Ironically, the Commercial Observer noted that the St. John’s building has “Big Apple-themed touches, such as the ‘Google’ sculpture in the main hall cavity with embedded text, reminiscent of New York City. It is intended to reflect the company’s commitment to A red “I Love NY” mug, a small Statue of Liberty, and a yellow mini-taxi. ”
Thank you, Eric Adams!
Consider also Meta, the parent company of Facebook and Instagram.
The company has approximately 2 million square feet of space in Manhattan.

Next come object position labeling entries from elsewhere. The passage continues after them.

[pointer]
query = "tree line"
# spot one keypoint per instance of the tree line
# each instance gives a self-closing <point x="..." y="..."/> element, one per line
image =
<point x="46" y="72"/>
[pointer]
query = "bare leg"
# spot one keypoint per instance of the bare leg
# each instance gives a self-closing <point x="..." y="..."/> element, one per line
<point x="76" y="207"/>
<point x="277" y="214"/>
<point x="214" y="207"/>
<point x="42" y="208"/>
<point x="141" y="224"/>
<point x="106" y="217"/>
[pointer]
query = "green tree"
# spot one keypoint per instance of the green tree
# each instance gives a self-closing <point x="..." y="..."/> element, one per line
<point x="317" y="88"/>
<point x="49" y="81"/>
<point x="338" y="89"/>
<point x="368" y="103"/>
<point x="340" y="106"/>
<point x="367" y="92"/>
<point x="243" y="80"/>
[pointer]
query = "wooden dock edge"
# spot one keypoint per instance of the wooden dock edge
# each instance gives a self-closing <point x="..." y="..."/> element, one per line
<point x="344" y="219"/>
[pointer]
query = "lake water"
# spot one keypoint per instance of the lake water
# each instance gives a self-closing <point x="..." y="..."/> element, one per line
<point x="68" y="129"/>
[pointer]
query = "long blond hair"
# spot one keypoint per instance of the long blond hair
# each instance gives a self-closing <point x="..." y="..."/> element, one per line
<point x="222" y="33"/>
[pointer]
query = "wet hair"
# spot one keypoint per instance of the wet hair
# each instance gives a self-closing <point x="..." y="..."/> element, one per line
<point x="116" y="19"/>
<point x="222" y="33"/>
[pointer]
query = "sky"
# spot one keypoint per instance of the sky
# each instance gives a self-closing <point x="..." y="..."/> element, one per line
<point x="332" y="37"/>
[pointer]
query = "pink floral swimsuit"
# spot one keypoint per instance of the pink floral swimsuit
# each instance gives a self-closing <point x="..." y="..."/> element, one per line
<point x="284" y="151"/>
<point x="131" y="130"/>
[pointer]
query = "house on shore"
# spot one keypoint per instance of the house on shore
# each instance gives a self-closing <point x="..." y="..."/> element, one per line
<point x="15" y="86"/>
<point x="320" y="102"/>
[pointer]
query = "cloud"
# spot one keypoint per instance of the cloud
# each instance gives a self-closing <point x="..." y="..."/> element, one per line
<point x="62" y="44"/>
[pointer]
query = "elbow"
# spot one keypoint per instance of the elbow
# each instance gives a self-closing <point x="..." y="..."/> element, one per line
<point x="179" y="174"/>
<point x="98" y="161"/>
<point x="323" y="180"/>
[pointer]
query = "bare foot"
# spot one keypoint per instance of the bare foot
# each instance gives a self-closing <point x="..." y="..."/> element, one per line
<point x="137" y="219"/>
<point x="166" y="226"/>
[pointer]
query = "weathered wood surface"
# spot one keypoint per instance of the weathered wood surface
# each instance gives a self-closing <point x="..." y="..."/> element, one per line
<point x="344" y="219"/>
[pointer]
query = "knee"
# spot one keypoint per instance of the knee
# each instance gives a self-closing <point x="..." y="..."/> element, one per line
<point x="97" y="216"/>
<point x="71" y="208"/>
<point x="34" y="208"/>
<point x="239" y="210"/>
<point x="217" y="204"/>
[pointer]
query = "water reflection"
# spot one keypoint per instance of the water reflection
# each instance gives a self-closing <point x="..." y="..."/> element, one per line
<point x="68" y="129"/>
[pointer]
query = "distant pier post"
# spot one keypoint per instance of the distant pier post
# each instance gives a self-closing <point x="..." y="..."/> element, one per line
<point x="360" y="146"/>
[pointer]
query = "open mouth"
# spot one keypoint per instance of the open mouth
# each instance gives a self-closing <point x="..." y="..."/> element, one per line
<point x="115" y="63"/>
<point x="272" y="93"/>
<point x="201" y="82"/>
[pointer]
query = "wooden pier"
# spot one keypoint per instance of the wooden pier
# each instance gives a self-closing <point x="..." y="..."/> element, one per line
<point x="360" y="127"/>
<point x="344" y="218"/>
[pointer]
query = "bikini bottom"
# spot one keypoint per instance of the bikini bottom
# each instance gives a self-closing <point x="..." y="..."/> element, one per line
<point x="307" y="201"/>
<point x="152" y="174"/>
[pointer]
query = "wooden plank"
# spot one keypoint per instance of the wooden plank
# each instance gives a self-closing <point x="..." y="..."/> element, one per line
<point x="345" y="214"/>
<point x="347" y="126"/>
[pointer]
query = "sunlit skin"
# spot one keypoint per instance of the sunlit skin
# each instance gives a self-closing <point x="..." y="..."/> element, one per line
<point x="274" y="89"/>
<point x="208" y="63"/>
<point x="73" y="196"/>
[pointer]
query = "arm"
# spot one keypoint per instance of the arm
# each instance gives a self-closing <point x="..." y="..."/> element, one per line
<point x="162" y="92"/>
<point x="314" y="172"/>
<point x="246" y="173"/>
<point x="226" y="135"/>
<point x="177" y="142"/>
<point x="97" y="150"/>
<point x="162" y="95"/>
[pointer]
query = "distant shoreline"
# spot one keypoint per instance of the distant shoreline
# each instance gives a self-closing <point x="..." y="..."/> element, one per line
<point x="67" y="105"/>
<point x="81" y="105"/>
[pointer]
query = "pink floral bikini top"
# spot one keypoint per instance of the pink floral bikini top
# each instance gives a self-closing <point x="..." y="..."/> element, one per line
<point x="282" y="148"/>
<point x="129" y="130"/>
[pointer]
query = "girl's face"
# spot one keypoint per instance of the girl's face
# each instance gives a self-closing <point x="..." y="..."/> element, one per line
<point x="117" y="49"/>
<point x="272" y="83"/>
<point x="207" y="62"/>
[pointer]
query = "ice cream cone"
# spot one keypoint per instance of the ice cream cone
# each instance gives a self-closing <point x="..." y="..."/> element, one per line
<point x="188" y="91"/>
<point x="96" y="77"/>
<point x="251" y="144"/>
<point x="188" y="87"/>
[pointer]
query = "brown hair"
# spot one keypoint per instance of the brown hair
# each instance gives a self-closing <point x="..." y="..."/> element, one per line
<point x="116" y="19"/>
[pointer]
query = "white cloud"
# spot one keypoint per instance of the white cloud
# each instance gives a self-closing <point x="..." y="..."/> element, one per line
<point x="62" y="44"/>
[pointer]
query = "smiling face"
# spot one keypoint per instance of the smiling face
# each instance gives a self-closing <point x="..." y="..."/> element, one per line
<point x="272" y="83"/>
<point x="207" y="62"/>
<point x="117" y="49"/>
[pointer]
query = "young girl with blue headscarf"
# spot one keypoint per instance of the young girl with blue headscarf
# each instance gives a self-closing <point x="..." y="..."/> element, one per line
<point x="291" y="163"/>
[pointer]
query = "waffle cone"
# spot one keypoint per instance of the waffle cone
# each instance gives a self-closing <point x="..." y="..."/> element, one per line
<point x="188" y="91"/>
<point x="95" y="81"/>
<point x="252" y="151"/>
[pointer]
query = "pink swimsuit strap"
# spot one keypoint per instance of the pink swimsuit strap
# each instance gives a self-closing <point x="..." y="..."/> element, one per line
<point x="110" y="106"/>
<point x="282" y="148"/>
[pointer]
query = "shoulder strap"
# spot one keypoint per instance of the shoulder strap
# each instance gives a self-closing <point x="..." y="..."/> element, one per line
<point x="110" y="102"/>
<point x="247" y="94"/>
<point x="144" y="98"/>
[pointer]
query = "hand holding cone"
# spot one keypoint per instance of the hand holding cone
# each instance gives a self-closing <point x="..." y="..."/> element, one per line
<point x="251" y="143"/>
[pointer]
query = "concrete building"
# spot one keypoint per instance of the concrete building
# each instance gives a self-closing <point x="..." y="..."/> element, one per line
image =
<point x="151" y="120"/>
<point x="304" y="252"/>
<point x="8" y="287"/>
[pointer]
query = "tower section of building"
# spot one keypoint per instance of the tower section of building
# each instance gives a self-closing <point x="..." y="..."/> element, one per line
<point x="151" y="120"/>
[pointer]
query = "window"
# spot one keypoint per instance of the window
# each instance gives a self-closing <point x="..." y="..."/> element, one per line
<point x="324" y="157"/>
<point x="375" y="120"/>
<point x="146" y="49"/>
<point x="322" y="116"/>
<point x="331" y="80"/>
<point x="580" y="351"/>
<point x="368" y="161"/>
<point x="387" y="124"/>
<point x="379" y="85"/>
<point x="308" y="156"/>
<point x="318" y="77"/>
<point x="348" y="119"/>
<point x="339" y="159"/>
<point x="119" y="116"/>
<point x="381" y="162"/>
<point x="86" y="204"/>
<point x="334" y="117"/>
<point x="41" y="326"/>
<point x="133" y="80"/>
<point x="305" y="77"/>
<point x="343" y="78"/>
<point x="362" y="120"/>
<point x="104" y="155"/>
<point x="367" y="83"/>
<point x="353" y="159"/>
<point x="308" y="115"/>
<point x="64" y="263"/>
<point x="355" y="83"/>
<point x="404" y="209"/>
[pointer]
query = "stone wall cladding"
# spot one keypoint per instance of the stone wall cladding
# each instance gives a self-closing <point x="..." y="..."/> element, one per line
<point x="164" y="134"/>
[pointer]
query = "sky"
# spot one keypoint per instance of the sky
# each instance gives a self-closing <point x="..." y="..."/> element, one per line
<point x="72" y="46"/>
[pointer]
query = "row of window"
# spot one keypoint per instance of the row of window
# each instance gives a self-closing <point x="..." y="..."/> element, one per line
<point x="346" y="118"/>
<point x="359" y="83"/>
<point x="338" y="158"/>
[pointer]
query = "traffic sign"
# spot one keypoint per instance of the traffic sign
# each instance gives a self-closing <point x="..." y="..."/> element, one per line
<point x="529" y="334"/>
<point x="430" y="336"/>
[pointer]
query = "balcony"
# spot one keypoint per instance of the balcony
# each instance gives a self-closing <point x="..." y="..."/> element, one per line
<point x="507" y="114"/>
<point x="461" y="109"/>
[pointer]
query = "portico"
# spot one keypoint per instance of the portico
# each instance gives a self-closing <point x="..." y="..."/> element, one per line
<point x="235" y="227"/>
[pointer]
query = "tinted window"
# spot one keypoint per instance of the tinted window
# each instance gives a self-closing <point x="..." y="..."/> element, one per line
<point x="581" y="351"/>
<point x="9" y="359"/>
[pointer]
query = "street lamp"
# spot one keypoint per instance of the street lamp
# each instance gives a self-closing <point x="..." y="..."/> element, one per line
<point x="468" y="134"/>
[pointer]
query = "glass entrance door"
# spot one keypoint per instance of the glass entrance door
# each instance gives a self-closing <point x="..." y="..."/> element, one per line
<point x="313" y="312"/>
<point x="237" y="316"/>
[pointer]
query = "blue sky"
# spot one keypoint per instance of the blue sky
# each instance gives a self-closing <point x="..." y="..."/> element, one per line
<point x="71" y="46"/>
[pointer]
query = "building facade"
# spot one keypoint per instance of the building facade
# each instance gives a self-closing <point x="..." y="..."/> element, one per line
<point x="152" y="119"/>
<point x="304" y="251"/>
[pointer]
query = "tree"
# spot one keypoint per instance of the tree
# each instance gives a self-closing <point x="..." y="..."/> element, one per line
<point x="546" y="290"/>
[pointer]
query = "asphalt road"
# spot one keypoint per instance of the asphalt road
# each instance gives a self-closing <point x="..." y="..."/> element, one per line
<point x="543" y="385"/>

The company leases more than 750,000 square feet in the Farley Building, and the rent it pays there is helping landlord Vornado enable a $1 billion upgrade of Moynihan Train Hall and Penn Station.
Meta is also based at 50 Hudson Yards, making it the tower’s largest user with more than 1 million square feet leased.
And Chinese-owned TikTok, which has faced entirely appropriate scrutiny and political pressure over its dubious content, took over more than 200,000 square feet at 151 West 42nd Street in the dark days of 2020. , it’s worth remembering that he helped stabilize the “ghost town” of Times Square.
Of course, TikTok can go elsewhere if it wishes.
The same goes for meta and alphabet.
If that happens, the city could blame itself for the youth crisis, saying it was entirely of its own making.